Not that photo, she wanted to say, but there was no point — there was no point in raking this over. It was so long ago. It had been, anyway, such a small thing.
But James was still frowning, still shaking his head. “You must be misremembering, Catherine. That doesn’t make any sense.”
“I think the idea was—”
“Because we weren’t hiding,” he said over her.
“Yes, you were,” she said quietly.
“No,” he said sharply. “No, we weren’t. Hiding from you, maybe. But that was different. That was”—he changed his intonation—“a separate thing.”
“So you do blame me.”
“Blame?” he spat. “I blame the bastards who parked that car. I blame the bastards who stole it, the ones who drove it up there knowing—”
“But you were up there because of what I did,” Catherine said, and she saw, then, a bin, and she threw her coffee into it; it landed with a slosh.
“You weren’t really into that, were you?” James said, and she was astonished to see that he was almost laughing.

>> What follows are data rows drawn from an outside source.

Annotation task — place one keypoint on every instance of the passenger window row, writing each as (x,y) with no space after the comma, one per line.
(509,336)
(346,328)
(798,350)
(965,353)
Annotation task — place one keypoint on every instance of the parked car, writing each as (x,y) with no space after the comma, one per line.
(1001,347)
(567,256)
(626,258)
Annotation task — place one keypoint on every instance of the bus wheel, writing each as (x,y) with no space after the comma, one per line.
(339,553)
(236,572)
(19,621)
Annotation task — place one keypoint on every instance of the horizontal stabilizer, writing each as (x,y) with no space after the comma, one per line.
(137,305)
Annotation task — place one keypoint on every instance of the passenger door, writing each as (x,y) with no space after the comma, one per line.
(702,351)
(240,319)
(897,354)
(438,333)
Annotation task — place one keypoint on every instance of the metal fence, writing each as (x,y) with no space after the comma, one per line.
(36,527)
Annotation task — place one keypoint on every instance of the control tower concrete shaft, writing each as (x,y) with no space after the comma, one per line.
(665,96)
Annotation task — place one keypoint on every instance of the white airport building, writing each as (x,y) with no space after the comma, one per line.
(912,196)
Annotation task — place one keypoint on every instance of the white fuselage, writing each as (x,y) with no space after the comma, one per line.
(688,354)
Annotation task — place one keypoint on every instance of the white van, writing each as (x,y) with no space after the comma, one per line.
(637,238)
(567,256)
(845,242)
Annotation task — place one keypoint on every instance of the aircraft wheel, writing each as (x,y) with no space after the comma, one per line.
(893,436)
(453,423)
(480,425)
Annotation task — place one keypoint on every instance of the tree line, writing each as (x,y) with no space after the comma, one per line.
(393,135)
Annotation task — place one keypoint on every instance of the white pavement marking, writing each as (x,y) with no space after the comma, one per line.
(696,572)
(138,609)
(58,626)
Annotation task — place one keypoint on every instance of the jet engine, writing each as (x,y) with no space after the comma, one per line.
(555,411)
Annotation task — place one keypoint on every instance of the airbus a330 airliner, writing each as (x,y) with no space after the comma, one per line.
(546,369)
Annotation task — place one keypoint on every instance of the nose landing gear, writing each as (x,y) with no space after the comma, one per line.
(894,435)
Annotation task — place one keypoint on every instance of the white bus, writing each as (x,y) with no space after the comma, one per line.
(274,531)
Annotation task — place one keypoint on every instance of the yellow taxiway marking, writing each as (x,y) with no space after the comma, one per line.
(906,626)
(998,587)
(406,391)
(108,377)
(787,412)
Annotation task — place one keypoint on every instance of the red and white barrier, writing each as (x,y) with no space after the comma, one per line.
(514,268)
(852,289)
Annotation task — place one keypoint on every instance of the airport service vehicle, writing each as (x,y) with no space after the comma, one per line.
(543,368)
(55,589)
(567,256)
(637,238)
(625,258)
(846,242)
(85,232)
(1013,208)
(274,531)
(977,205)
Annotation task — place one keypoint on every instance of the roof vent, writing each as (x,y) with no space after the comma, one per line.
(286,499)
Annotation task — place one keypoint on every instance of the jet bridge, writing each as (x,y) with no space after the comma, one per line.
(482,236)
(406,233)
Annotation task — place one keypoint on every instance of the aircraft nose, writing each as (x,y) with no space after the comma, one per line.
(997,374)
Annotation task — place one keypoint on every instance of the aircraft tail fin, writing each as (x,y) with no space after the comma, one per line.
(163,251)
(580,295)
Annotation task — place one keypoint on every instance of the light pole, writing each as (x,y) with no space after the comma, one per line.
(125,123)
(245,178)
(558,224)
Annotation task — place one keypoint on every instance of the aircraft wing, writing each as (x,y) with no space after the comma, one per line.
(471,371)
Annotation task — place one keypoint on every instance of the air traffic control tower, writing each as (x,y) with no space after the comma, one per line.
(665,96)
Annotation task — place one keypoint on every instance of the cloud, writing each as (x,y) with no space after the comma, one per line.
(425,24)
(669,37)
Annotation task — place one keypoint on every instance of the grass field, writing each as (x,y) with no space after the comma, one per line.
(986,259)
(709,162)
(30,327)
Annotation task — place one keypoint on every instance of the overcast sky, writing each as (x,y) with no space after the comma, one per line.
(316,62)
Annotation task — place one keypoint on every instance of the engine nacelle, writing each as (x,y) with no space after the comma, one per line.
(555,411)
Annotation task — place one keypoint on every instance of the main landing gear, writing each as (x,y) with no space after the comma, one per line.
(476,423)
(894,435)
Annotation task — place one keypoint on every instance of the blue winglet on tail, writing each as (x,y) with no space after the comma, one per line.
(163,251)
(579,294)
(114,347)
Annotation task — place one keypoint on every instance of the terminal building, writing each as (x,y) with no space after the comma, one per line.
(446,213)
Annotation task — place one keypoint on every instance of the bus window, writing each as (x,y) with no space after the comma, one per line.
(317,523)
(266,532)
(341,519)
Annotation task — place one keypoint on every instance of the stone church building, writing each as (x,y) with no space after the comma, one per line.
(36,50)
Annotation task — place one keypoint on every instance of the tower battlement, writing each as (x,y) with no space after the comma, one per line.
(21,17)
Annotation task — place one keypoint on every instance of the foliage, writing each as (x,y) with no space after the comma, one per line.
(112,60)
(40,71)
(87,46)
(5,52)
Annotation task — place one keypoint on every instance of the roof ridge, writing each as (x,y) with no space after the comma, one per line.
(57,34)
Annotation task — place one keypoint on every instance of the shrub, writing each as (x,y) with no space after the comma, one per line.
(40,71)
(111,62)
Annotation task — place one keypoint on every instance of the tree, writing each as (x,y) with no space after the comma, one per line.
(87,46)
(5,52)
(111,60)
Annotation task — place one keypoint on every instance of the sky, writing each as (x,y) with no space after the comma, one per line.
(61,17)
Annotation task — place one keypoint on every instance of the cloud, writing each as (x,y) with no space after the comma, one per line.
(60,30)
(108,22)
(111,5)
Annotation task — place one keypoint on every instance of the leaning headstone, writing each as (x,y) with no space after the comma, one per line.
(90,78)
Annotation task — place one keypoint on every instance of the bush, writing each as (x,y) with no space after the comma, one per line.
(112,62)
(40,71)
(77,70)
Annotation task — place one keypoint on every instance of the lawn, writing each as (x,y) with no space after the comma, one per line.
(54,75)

She stared at him.
“Do you even know what I said to him? What I told Liam that day?”
“You told him we were fucking,” James said, in the same vaguely bemused tone. “And you said I was — how was it that your mother put it that time?”
“My mother? ”
“Troubled,” James said, nodding in evident satisfaction at having remembered the word, or at having had the chance to present it. “Troubled, that’s what you said I was. Which he had no trouble, so to speak, believing. The rest of it, though”—he shrugged—“sure, all he had to do was ask me.”